This is the same failure mode as the persona. It is the average-user problem, now embedded in the weights of a model serving hundreds of millions of people.

There is a further dimension: what researchers are calling the DataSoul Imprint — the hidden layer of archetypal patterns, cultural narratives, and implicit hierarchies embedded in training corpora.[32] AI systems do not merely absorb facts. They absorb the psychological residue of their training data's origins: who was portrayed as protagonist, whose voice carries authority, which moral arcs were rewarded. These patterns crystallize into latent cognitive structures within the model. They are not post-training artifacts. They are pre-training inheritances. Because they are invisible to engineers, they are nearly impossible to correct downstream.[33][34]

MaxMin-RLHF research demonstrates a 16% improvement in overall win-rates and a 33% improvement for minority cognitive groups when alignment represents diverse human preference distributions — without degrading majority performance. Cognitive diversity in alignment is not a concession. It is an improvement.[30]
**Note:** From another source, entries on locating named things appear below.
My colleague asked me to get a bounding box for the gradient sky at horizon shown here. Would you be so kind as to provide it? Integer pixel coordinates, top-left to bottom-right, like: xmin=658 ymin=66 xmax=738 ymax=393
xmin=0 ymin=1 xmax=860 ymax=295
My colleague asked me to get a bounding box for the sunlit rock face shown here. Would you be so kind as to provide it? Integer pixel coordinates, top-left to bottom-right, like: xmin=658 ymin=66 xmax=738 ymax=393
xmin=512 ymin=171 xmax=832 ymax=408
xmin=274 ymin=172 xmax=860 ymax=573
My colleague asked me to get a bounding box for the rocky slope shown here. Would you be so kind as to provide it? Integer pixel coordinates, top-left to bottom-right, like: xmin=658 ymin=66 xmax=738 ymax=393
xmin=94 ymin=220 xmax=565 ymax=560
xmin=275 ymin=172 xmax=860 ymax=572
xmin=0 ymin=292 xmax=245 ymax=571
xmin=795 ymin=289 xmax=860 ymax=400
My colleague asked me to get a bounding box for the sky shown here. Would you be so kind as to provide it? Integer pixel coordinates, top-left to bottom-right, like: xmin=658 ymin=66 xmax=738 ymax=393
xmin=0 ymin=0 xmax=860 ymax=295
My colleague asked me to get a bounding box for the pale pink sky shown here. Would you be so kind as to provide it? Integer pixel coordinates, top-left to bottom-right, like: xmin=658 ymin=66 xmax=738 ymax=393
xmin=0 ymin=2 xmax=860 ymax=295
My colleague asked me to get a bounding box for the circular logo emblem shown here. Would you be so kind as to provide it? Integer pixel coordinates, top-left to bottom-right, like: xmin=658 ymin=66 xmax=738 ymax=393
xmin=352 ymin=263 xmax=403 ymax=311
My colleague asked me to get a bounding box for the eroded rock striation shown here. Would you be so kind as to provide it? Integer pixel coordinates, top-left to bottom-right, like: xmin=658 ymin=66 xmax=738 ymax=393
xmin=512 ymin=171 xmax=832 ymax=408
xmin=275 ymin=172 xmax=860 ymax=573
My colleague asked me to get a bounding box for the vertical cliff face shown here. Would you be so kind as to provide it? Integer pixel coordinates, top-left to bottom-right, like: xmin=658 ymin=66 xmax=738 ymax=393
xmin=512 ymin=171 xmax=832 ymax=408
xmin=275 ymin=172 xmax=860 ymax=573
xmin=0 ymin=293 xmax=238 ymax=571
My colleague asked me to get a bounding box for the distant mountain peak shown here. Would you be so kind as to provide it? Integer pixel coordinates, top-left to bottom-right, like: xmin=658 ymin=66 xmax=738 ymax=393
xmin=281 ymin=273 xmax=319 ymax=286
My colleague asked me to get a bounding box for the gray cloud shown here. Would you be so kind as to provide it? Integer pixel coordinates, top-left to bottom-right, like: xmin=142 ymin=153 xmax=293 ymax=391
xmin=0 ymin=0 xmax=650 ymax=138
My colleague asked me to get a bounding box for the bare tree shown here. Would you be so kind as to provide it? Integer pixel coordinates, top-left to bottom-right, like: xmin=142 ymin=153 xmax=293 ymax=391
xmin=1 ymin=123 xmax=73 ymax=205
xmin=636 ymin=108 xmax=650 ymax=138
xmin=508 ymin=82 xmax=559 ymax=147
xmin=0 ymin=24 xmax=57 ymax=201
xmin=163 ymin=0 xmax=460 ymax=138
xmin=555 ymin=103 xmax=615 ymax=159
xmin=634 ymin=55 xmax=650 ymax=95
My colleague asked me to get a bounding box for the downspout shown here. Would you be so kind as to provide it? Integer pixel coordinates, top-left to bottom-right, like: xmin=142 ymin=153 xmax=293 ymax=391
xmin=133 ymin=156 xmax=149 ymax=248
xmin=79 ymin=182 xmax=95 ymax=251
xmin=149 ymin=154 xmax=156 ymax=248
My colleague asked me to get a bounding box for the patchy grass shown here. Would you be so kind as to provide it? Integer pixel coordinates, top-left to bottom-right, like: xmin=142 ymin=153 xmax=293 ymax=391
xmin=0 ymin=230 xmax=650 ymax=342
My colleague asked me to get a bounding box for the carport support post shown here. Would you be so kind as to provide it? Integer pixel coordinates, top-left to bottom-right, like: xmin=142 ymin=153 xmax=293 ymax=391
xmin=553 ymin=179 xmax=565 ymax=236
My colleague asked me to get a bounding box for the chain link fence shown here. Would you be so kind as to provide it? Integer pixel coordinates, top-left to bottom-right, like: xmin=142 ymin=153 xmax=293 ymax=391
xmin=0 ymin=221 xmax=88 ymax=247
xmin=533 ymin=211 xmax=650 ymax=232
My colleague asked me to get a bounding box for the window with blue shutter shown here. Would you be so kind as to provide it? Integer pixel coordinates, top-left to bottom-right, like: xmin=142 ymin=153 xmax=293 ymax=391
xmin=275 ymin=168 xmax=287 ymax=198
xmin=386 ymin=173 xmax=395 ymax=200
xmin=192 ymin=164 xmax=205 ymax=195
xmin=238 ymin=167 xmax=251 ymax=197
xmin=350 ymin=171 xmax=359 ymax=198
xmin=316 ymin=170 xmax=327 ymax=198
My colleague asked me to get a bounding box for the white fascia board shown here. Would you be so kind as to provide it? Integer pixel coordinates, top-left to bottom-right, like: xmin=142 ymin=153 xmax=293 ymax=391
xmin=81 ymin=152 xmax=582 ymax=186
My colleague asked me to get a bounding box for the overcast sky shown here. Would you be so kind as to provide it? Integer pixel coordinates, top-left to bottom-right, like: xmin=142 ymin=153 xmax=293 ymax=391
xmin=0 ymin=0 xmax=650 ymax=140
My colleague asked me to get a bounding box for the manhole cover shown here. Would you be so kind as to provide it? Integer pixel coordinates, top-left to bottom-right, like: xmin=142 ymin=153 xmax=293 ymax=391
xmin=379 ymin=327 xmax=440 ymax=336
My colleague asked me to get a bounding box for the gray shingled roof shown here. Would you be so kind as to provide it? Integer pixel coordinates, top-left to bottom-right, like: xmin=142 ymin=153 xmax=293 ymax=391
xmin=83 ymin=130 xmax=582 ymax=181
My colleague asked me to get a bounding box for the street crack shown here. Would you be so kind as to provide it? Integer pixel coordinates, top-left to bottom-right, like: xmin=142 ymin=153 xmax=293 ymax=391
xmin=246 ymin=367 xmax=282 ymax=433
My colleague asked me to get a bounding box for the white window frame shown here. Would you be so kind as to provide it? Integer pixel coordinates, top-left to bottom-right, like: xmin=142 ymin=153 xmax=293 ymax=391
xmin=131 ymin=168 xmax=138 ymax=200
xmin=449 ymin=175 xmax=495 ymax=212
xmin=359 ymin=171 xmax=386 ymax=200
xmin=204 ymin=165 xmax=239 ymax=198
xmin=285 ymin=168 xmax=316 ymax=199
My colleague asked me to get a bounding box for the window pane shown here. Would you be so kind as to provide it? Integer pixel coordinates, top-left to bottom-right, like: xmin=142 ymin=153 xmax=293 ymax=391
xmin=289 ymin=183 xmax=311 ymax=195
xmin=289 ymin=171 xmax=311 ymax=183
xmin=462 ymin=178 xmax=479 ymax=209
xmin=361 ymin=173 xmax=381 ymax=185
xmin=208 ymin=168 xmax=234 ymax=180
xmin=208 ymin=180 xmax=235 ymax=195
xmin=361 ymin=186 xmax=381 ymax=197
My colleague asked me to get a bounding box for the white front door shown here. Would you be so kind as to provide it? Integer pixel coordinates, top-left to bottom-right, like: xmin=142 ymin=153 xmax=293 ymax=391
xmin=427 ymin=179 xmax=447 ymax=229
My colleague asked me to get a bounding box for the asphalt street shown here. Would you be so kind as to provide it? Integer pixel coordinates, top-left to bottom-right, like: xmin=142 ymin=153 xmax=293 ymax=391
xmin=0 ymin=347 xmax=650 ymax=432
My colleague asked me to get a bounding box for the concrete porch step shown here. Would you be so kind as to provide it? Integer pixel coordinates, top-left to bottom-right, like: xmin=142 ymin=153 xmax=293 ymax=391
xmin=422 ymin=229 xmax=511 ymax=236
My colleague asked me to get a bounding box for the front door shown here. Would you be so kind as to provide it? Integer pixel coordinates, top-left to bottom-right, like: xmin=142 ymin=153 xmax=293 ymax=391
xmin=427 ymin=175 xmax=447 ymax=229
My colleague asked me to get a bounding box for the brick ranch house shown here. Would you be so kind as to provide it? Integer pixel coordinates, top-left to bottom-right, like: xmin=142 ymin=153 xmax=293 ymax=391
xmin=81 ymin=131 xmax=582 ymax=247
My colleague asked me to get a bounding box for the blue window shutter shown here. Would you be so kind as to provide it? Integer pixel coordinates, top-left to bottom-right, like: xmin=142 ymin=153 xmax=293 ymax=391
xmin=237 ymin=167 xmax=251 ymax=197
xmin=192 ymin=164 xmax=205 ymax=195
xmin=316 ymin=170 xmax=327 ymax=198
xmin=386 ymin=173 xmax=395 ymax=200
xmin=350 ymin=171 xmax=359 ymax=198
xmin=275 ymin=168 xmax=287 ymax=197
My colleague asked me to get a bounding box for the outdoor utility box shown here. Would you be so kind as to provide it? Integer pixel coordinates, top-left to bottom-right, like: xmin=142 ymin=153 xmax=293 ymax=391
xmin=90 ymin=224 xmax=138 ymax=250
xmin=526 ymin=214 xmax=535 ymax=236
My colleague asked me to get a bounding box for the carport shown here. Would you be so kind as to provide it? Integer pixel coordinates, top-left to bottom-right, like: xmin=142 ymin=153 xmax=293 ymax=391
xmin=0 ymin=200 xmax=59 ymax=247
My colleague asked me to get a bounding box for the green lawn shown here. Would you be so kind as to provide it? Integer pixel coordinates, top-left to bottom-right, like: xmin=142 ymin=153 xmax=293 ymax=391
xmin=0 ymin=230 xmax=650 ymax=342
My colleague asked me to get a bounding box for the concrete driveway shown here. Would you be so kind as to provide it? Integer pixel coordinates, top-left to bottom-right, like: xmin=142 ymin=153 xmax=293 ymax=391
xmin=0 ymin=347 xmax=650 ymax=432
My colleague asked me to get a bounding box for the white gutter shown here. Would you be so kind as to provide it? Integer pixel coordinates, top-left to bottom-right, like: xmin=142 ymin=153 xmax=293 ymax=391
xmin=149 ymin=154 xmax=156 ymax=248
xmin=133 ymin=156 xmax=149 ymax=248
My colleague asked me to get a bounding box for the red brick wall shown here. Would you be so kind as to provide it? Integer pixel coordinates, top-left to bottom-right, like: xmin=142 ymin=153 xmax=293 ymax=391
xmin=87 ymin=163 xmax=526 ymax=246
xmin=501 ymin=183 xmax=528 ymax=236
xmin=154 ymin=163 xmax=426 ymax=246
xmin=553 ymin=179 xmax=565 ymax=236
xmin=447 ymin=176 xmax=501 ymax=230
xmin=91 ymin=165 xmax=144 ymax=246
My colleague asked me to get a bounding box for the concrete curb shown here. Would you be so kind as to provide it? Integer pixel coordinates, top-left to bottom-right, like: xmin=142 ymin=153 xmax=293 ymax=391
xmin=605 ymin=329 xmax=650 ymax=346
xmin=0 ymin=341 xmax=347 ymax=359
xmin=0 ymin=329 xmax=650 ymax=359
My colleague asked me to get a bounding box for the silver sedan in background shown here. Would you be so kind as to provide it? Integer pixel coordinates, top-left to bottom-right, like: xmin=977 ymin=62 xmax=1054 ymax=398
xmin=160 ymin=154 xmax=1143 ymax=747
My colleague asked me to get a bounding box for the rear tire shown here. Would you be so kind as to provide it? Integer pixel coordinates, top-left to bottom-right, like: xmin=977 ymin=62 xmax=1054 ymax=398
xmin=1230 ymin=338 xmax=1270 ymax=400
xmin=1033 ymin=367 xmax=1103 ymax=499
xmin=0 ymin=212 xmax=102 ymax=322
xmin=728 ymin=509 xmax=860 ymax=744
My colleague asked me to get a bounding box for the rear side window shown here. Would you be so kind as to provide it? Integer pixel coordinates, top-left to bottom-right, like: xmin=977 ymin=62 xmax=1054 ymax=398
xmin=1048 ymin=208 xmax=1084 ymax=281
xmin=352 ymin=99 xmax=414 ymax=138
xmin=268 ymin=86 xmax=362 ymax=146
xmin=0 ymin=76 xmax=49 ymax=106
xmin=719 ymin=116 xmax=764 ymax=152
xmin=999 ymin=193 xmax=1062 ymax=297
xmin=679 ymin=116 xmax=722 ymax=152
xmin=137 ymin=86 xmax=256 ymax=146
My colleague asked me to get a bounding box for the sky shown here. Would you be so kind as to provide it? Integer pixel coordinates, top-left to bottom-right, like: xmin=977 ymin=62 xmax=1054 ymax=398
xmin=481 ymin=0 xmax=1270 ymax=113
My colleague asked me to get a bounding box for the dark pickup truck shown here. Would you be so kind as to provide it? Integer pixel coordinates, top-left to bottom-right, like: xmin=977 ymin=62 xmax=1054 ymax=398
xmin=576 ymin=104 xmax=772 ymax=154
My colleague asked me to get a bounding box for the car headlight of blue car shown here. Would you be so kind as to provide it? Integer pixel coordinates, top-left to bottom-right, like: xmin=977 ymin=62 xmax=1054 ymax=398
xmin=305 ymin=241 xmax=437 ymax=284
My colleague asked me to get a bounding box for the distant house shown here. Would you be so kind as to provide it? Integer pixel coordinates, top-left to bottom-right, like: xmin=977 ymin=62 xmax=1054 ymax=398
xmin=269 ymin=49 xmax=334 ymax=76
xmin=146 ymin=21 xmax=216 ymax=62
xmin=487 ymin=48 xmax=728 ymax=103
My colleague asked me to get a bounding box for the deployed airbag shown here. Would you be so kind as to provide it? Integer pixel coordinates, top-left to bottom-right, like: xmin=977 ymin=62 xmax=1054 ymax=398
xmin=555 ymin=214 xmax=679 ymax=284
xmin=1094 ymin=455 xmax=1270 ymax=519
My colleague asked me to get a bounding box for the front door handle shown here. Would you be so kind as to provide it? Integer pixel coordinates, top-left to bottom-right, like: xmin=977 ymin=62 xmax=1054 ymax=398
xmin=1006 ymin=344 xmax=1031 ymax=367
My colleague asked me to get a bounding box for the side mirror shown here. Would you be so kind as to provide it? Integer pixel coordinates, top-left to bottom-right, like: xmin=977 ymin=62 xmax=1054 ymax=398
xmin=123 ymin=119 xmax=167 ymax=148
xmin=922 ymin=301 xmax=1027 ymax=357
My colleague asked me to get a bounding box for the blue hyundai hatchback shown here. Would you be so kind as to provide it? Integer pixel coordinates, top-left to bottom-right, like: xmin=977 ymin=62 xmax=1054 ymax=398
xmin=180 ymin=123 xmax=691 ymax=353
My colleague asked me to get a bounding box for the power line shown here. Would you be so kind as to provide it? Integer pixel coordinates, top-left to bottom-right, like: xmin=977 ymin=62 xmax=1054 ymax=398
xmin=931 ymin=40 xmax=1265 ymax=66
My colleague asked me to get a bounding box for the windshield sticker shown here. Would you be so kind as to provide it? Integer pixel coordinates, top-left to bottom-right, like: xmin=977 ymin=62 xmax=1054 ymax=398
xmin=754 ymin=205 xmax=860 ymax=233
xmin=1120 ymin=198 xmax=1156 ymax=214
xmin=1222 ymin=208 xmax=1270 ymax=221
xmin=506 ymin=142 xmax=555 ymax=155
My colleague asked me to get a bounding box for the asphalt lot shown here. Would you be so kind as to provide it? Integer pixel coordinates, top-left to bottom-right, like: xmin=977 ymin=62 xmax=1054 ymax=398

A 2026 arXiv paper goes further, arguing that alignment failure is structural, not incidental: AGI systems statistically internalize the full record of human social interaction, including power asymmetries, conflicts, and coercive arrangements.[31] Because human morality is plural, context-dependent, and historically contingent, the notion of a single "universally aligned" AI is ill-defined. Governance approaches must address cognitive and institutional amplification — the way AGI compresses human contradictions at scale.

What Cognitive Experience Design Demands Instead

The answer is not more personas. It is not better demographic segmentation. It is not faster design thinking sprints. It is a disciplinary shift toward problem-space research grounded in interior cognition — and a commitment to building mental model archetypes that can serve as a missing architectural layer in AI training.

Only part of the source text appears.